The Florida group was an avant-garde literary-artistic group created in the 1920s in Buenos Aires, known by their embracing slogan "art for art's sake". The name refers to Florida Street, the location of a favored meeting point, the Richmond tea room. The group was identified with the magazines Proa and Martín Fierro, the latter named after the long poemMartín Fierro, generally considered the greatest work of nineteenth-century Argentine literature. The group is also often referred to as the Martín Fierro group.
Eventually, the group evolved into two branches, the Florida meeting in Downtown Buenos Aires at the Galeria Pacifico, with an artistic and literary agenda following feminist approach, and the Boedo meeting in the Offshores of the city at the futbol stadium of Club Atletico San Lorenzo, with predominantly male attendants with a socio-political agenda following an avant-garde labour approach. Jorge Luis Borges was not a regular in Florida meetings, but was a frequent contributor to Proa and Martín Fierro. Actually, Borges claimed that the entire Florida-Boedo rivalry was a pointless imitation of European fashions and that he should indeed belong to Boedo because of geography. Arturo Cancela suggested in a letter to Martín Fierro that both sides merge under the common name of "Schools of Floredo street" and name Manuel Gálvez as president, as he lived on Pueyrredón street, equidistant from both groups. By 1930, all the involved parties had concluded that the perceived rivalry was no longer an issue. Girondo and Castelnuovo wrote newspaper articles to that effect.
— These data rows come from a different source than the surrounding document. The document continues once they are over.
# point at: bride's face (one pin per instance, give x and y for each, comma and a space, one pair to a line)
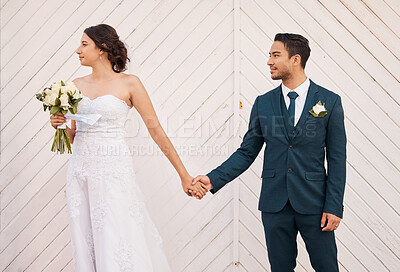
88, 52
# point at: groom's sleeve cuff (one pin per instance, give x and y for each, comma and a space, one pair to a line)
213, 179
337, 212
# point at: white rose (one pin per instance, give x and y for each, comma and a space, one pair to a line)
77, 94
318, 108
64, 89
64, 101
47, 100
51, 99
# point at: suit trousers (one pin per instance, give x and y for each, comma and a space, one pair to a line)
281, 230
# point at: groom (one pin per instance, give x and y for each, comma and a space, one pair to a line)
301, 124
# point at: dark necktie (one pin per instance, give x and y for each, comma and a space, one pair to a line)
292, 96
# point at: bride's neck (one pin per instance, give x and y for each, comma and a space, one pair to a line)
102, 72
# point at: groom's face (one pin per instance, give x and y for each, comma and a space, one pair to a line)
279, 62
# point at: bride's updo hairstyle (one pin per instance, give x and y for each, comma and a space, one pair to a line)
106, 38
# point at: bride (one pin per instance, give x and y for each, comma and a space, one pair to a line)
110, 227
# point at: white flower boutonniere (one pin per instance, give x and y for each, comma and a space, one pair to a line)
318, 110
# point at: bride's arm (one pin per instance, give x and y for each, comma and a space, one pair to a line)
71, 131
142, 103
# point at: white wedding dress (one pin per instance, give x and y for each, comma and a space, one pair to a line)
110, 227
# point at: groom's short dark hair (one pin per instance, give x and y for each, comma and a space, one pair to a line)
295, 44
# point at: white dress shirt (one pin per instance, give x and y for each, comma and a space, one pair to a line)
302, 91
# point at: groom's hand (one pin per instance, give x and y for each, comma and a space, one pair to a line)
329, 222
204, 180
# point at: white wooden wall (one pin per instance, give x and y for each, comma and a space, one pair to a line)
198, 59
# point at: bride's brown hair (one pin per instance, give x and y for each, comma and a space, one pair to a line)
106, 38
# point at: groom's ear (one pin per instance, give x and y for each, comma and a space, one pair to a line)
296, 60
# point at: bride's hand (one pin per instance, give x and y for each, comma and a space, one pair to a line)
57, 120
198, 190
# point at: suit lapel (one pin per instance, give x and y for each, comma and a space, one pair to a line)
311, 100
276, 106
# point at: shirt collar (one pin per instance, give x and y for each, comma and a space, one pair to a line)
300, 90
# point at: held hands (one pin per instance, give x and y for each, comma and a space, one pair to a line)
329, 222
204, 181
57, 120
196, 190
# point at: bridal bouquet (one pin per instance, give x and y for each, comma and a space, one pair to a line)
60, 97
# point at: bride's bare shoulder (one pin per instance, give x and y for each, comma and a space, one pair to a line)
133, 81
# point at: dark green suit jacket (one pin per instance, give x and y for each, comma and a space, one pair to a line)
294, 157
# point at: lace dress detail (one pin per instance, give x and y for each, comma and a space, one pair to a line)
110, 227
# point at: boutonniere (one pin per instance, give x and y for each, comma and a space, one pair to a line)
318, 110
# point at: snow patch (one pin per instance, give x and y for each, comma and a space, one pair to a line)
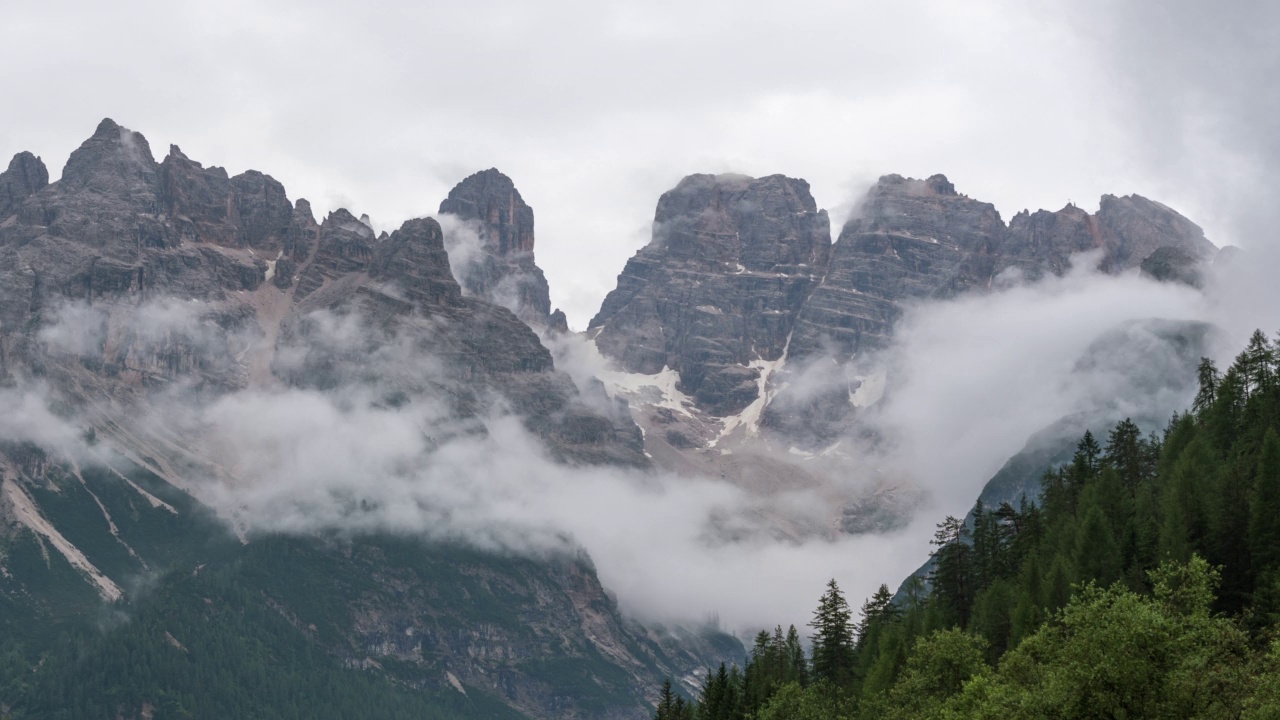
658, 390
155, 501
26, 511
749, 418
869, 392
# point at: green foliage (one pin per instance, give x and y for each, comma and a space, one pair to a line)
832, 638
1142, 584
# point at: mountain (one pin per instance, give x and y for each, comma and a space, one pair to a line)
136, 295
188, 359
494, 247
745, 341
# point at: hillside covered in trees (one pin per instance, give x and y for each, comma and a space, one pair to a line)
1143, 582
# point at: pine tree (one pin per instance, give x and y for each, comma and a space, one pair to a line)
1124, 454
832, 638
1258, 364
1265, 511
798, 666
1183, 513
1207, 393
666, 702
1097, 555
952, 569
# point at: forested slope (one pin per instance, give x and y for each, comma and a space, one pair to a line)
1143, 582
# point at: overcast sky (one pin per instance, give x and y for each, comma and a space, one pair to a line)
595, 108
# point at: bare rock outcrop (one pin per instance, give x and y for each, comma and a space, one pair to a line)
498, 263
730, 265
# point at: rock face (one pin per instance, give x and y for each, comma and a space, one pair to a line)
740, 273
910, 238
129, 277
26, 174
731, 263
498, 263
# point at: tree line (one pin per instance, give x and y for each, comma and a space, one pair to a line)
1142, 582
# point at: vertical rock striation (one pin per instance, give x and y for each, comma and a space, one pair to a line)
731, 263
498, 263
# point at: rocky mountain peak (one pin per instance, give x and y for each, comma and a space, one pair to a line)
1134, 227
247, 210
717, 290
490, 197
492, 246
414, 259
113, 159
24, 176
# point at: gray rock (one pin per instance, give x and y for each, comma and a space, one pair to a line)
503, 272
730, 265
26, 176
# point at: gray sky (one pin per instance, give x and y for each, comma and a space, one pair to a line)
595, 108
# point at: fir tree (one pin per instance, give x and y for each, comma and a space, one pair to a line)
1265, 513
952, 569
1097, 556
832, 638
1207, 393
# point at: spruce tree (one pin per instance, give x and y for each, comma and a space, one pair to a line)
1124, 454
1207, 393
832, 638
1265, 511
1097, 555
952, 575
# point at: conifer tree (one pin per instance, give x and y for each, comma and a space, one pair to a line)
1097, 555
832, 638
1207, 393
798, 666
1265, 513
1124, 454
952, 569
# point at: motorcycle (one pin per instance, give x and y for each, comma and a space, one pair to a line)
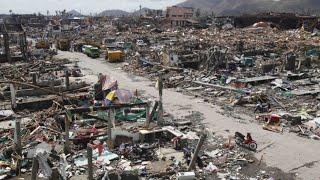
241, 141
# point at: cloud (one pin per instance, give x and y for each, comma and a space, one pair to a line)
85, 6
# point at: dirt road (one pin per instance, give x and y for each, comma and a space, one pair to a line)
286, 151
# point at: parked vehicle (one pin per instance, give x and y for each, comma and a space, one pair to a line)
93, 52
246, 142
114, 56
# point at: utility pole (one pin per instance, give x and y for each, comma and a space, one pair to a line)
148, 117
110, 119
17, 143
35, 168
90, 164
160, 110
13, 96
66, 138
196, 152
67, 81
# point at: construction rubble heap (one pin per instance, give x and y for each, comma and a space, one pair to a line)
56, 124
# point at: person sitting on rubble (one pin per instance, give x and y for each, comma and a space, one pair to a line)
262, 107
248, 139
97, 145
177, 142
93, 130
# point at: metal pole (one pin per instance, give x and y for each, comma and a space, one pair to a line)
90, 164
35, 168
13, 96
67, 79
34, 78
160, 110
148, 119
110, 114
196, 152
17, 142
66, 127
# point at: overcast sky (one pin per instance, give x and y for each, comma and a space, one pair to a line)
86, 6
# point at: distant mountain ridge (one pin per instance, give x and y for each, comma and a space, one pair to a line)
114, 13
120, 13
236, 7
74, 13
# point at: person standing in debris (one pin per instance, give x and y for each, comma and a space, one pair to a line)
248, 139
97, 145
177, 142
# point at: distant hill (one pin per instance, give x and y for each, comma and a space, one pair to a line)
114, 13
74, 13
236, 7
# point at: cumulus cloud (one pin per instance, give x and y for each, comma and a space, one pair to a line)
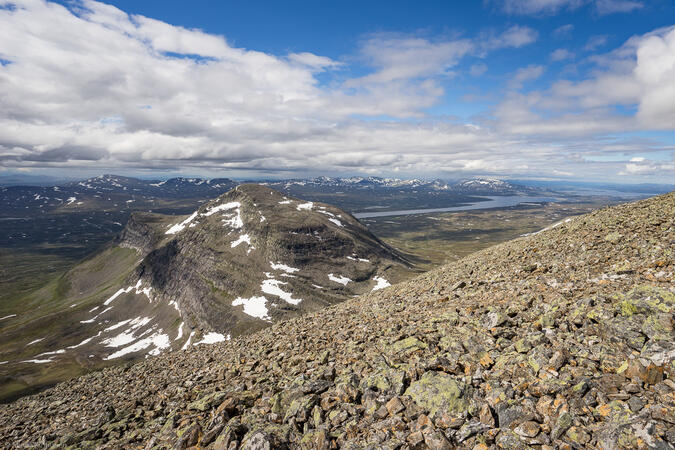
617, 6
525, 74
595, 42
477, 70
561, 54
549, 7
639, 76
90, 86
537, 7
563, 31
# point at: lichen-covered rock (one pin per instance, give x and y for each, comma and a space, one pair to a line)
580, 354
439, 392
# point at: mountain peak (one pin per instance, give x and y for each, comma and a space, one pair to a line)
563, 338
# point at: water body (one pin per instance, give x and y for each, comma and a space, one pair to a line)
501, 201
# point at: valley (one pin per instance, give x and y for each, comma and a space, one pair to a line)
49, 283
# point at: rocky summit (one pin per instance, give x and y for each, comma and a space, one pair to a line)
249, 258
561, 339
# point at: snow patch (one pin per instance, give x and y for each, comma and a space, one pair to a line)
336, 222
223, 207
180, 226
242, 238
284, 267
187, 343
254, 307
213, 338
339, 279
159, 341
381, 283
271, 286
84, 342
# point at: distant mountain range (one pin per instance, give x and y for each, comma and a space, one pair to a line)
240, 262
561, 339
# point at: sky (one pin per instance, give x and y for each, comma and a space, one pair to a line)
540, 89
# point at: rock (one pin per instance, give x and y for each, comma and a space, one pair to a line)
315, 440
470, 429
438, 392
562, 424
394, 406
435, 440
493, 319
577, 436
207, 401
509, 415
486, 415
527, 429
406, 346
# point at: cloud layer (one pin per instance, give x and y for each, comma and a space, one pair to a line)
94, 87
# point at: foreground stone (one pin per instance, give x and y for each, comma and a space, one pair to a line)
562, 340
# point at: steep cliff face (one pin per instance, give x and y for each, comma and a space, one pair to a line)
248, 259
562, 339
142, 232
254, 256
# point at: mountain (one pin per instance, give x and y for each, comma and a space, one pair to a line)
491, 186
561, 339
476, 186
249, 258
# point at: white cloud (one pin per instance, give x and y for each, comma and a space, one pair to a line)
537, 7
549, 7
101, 89
595, 42
477, 70
402, 58
561, 54
617, 6
639, 76
563, 31
514, 37
525, 74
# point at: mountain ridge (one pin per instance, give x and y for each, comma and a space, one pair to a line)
244, 260
561, 339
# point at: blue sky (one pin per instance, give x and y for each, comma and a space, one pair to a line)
529, 88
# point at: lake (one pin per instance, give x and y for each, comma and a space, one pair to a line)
497, 201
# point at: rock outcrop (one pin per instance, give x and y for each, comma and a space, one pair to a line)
249, 258
562, 339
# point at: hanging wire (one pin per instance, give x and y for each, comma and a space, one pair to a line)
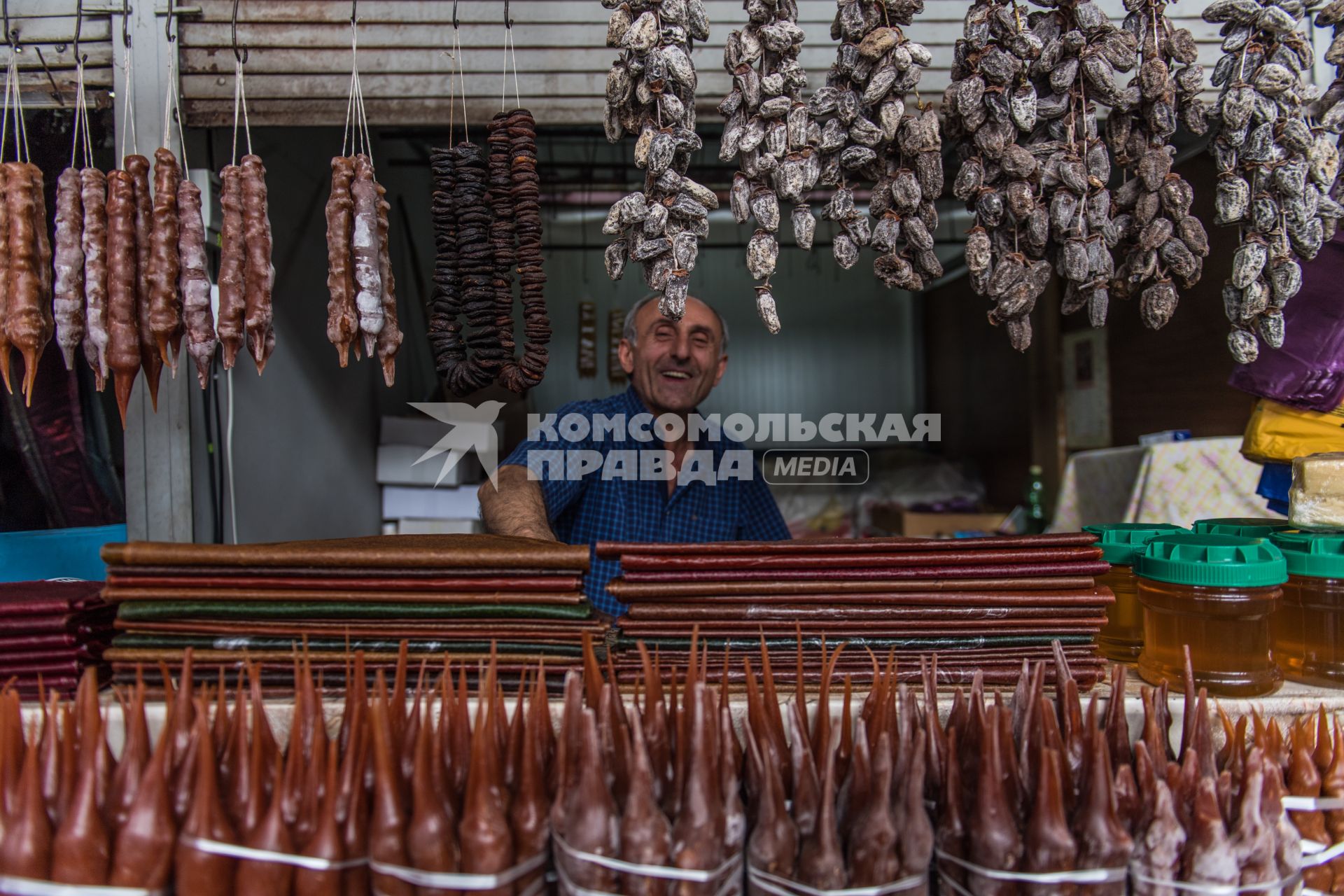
239, 92
461, 69
128, 67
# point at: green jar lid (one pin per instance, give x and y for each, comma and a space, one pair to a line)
1315, 554
1212, 561
1243, 527
1120, 543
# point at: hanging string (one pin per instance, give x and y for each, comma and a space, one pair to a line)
20, 128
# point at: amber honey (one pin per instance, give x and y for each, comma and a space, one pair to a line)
1308, 630
1215, 596
1227, 631
1123, 636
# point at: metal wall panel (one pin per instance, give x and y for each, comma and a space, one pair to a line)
300, 57
46, 51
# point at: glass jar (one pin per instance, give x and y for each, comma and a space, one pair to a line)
1215, 594
1308, 630
1243, 527
1123, 636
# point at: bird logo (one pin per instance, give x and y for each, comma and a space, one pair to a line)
470, 429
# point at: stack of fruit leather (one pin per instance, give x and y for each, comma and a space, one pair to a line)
50, 631
974, 603
445, 596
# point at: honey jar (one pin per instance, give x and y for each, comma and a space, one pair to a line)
1214, 593
1123, 636
1243, 527
1308, 630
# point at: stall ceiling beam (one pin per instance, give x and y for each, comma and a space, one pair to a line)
299, 69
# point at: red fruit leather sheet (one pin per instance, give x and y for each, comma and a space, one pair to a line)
848, 546
656, 562
553, 631
328, 573
1006, 571
839, 631
552, 583
379, 551
839, 592
120, 596
790, 613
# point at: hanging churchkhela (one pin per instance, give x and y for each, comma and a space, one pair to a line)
246, 276
362, 309
487, 223
768, 131
867, 134
26, 274
1022, 108
1275, 174
1156, 238
651, 93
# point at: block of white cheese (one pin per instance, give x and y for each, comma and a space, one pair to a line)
1316, 500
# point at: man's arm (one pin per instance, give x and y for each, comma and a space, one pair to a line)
517, 507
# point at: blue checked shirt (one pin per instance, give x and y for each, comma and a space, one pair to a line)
593, 508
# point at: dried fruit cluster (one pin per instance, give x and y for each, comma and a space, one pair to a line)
869, 136
651, 93
1154, 234
1275, 172
1022, 108
768, 130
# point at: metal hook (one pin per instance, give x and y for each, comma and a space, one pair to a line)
11, 34
78, 26
239, 52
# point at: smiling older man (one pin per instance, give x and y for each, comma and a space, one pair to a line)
580, 492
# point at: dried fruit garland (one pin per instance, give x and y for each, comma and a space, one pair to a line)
766, 128
1159, 242
651, 93
1275, 171
482, 204
869, 136
1041, 203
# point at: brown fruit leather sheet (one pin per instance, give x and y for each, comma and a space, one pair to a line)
1006, 571
875, 590
656, 562
848, 546
382, 551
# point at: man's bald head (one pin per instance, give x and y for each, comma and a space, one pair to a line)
673, 365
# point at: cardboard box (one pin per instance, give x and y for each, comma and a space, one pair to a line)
419, 503
945, 526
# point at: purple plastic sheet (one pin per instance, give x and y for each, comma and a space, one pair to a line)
1308, 372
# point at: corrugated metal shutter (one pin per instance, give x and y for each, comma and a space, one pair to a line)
46, 51
299, 64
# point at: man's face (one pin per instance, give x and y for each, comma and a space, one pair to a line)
673, 365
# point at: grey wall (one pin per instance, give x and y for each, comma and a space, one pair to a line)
305, 433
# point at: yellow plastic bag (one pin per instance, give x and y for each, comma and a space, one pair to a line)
1278, 433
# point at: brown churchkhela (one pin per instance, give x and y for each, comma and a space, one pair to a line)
233, 260
122, 323
194, 281
164, 304
67, 302
29, 323
342, 316
260, 276
151, 360
94, 244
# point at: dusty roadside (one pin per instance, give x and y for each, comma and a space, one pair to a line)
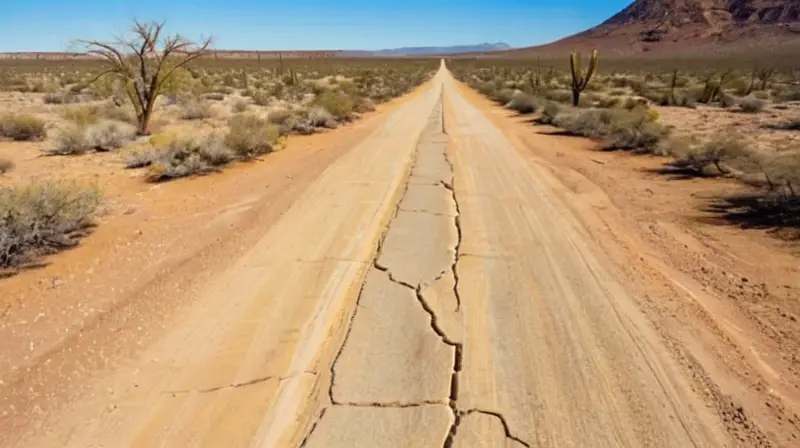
726, 300
91, 308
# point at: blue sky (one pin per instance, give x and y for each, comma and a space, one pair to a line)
50, 25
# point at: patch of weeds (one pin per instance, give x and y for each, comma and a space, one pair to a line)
251, 136
339, 104
189, 157
6, 165
522, 102
22, 127
196, 110
43, 218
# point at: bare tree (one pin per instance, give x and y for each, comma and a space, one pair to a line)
143, 62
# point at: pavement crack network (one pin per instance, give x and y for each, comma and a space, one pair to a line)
503, 422
218, 388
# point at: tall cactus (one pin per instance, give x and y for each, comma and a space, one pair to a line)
579, 79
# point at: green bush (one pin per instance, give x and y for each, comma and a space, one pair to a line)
22, 127
337, 103
186, 157
40, 219
522, 102
250, 136
6, 165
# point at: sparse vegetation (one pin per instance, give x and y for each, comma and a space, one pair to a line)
22, 127
42, 218
144, 64
6, 165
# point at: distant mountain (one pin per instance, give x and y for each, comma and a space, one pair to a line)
687, 26
420, 51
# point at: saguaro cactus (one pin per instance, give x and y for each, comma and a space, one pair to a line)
579, 79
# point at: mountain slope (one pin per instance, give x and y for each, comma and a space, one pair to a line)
418, 51
690, 26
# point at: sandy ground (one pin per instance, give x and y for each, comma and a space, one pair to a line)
439, 273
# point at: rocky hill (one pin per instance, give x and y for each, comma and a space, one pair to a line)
690, 26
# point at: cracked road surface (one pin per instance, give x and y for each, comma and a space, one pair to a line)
429, 289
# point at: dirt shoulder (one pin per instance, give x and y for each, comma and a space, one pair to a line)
724, 298
93, 307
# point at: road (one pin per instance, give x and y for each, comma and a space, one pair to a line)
428, 289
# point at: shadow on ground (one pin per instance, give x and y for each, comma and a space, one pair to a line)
778, 214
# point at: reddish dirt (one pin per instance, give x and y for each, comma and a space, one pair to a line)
725, 299
107, 293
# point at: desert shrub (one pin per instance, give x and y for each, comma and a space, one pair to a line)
184, 157
364, 104
250, 136
339, 104
320, 117
607, 102
118, 113
560, 96
279, 116
619, 129
549, 113
6, 165
107, 135
140, 157
261, 98
215, 96
718, 152
40, 219
81, 115
22, 127
523, 103
752, 105
196, 110
104, 135
239, 106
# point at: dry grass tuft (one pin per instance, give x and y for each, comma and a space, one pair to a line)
22, 127
41, 219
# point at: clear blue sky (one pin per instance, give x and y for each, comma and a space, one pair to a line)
50, 25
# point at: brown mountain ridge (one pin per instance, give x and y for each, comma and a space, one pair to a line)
696, 27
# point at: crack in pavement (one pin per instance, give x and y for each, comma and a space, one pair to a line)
252, 382
218, 388
503, 422
393, 404
428, 135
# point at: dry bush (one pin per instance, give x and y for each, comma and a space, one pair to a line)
140, 157
214, 96
502, 96
617, 128
187, 157
40, 219
22, 127
239, 106
250, 136
719, 152
339, 104
364, 104
549, 113
261, 98
6, 165
279, 116
82, 115
103, 135
752, 105
196, 110
522, 102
After the 1930 military coup that launched the "Infamous Decade", the Florida constituency gravitated towards Victoria Ocampo's Sur magazine, which thrived in spite of the ever-deteriorating state of Argentine politics — until the advent of Peronism in 1945. During the 1960s and 1970s, left-wing and Peronist Argentine commentators identified "the Florida Group" to be a Liberalist Euro-centered movement mainly following the British and French avant-garde, cataloguing it with many of the perceived illnesses of Argentine society such as ignoring the aspirations and culture of the lower classes, looking towards Europe for inspiration, and being out of touch with any kind of productive work. González Tuñón alone was excepted from this treatment, because of the social themes of his poetry.